Hackers gained access to Avast's internal network because an employee lacked A2F.

The Czech cybersecurity firm Avast Software, owner of the prominent antivirus software provider AVG Technologies NV, recently acknowledged in a statement that it had been hacked but that the assault had been mitigated.

Those behind the attack gained access by compromising the virtual private network credentials of an employee who was not secured by two-factor authentication. The hacker obtained domain administrator credentials after gaining access and attempted to introduce malware into the Avast network.

The hacker got domain administrator rights and raised an internal system warning on September 23, but Avast reported that the hacker had been attempting to gain access since May 14 and that the hacker was tracked from a public IP address in the United Kingdom.

However, the hacker was able to get domain administrator access after a successful privilege escalation. The connection was made from a public IP address located outside the United Kingdom, and they discovered that the attacker also utilized additional endpoints via the same VPN provider.

According to Avast, the hacker was especially targeting the "CCleaner" utility with malware that allowed those behind it to snoop on users.

This assault was designed to compromise CCleaner in the same way that it was previously hacked in 2017. in what is thought to be a state-sponsored hack targeting tech businesses.

The data we gathered indicated activity on MS ATA and VPN on October 1, when we re-reviewed an MS ATA alert of fraudulent directory service replication from an internal IP address range that belonged to our VPN address range, which had previously been ruled out as a false positive.

In an unexpected twist, after detecting the hacker on its network, Avast allowed the hacker to continue for weeks while blocking all potential targets and studying the hacker to try to discover the individual or organization behind the hack.

Hacked software is common, but Avast's cat-and-mouse battle with the hacker was exceptional. Avast halted delivering CCleaner updates on September 25 to ensure that none of your updates were compromised by checking that prior versions were also compromised.

Parallel to our monitoring and investigation, we plan and implement proactive actions to protect our end users and preserve the integrity of both our product development environment and our launch process.

Despite our belief that CCleaner would be the likely target of a supply chain attack, as was the case in a CCleaner breach in 2017, we launched a broader network as part of our remedial measures.

From that date until October 15th, Avast, I will perform your research. Following that, we began delivering updates from CCleaner with a re-signed security certificate (as of October 15), certain that your program was safe.

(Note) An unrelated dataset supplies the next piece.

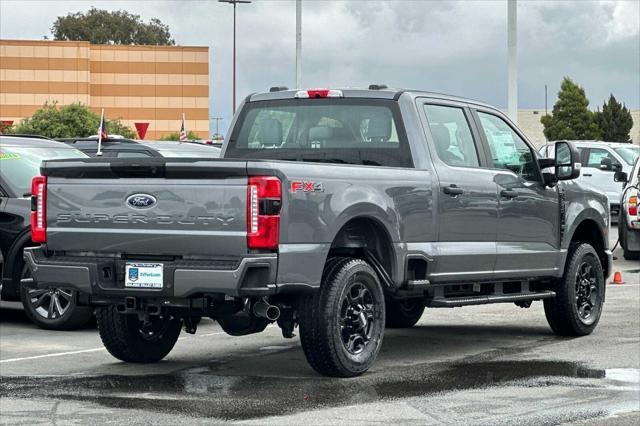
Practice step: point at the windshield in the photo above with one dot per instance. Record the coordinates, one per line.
(347, 131)
(18, 165)
(628, 154)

"It was clear that as soon as we released the new signed version of CCleaner, we would be targeting malicious actors, so at that point, we closed the temporary VPN profile," said Jaya Baloo, Avast's Chief Information Security Officer, in a blog post. "We also disable and reset all internal user credentials at the same time." Simultaneously, and with immediate effect, we have added further inspection to all versions.

Furthermore, he stated that the company continued to improve and defend its surroundings for commercial operations and the development of Avast products. A cybersecurity company that is being hacked does not have a favorable image, but its transparency is seen favorably.

Avast defends itself against a hacker who entered its internal network in a CCleaner-style attack.

In August 2017, hackers tampered with the installer for the popular cleaning application CCleaner, which was downloaded by 2.27 million clients worldwide.

Now, the Czech anti-virus company Avast, which distributes CCleaner, has reported that hackers appear to have attempted the same type of supply chain attack once more.

Avast reveals how, on September 23rd, it learned that a hacker had acquired access to its internal network after stealing a worker's VPN credentials and managing to raise their privileges to give them admin rights for the domain.

Following a thorough investigation, Avast discovered that the hacker had been attempting to obtain access to its network since May 14th, 2019.

Avast responded by discontinuing CCleaner updates and investigating previous releases to determine if they had been tampered with. Fortunately, there was no evidence that any of the CCleaner updates had been maliciously modified.

Avast kept an amazingly calm head and opted to observe and track what the hacker was up to, leaving the hacked VPN profile open until it was ready to begin repair activities.

On October 15th, Avast digitally re-signed a clean update to CCleaner and distributed it to users. Furthermore, the previous digital certificate was canceled in case it had fallen into the hands of the wrong people.

"Having taken all of these precautions, we are confident to say that our CCleaner users are protected and unaffected," wrote Jaya Baloo, Avast's CISO, which will undoubtedly provide reassurance to the company's millions of users.

"It was clear that releasing the newly signed build of CCleaner would give the malicious actors an advantage, so we closed the temporary VPN profile at that point." We also disabled and reset all internal user credentials at the same time. Simultaneously, and effective immediately, we have added additional scrutiny to all releases," Baloo stated.

According to Avast, the attack was "extremely sophisticated," and the company does not know if the hackers were the same as those behind the 2017 attack, and "it is likely we will never know for sure."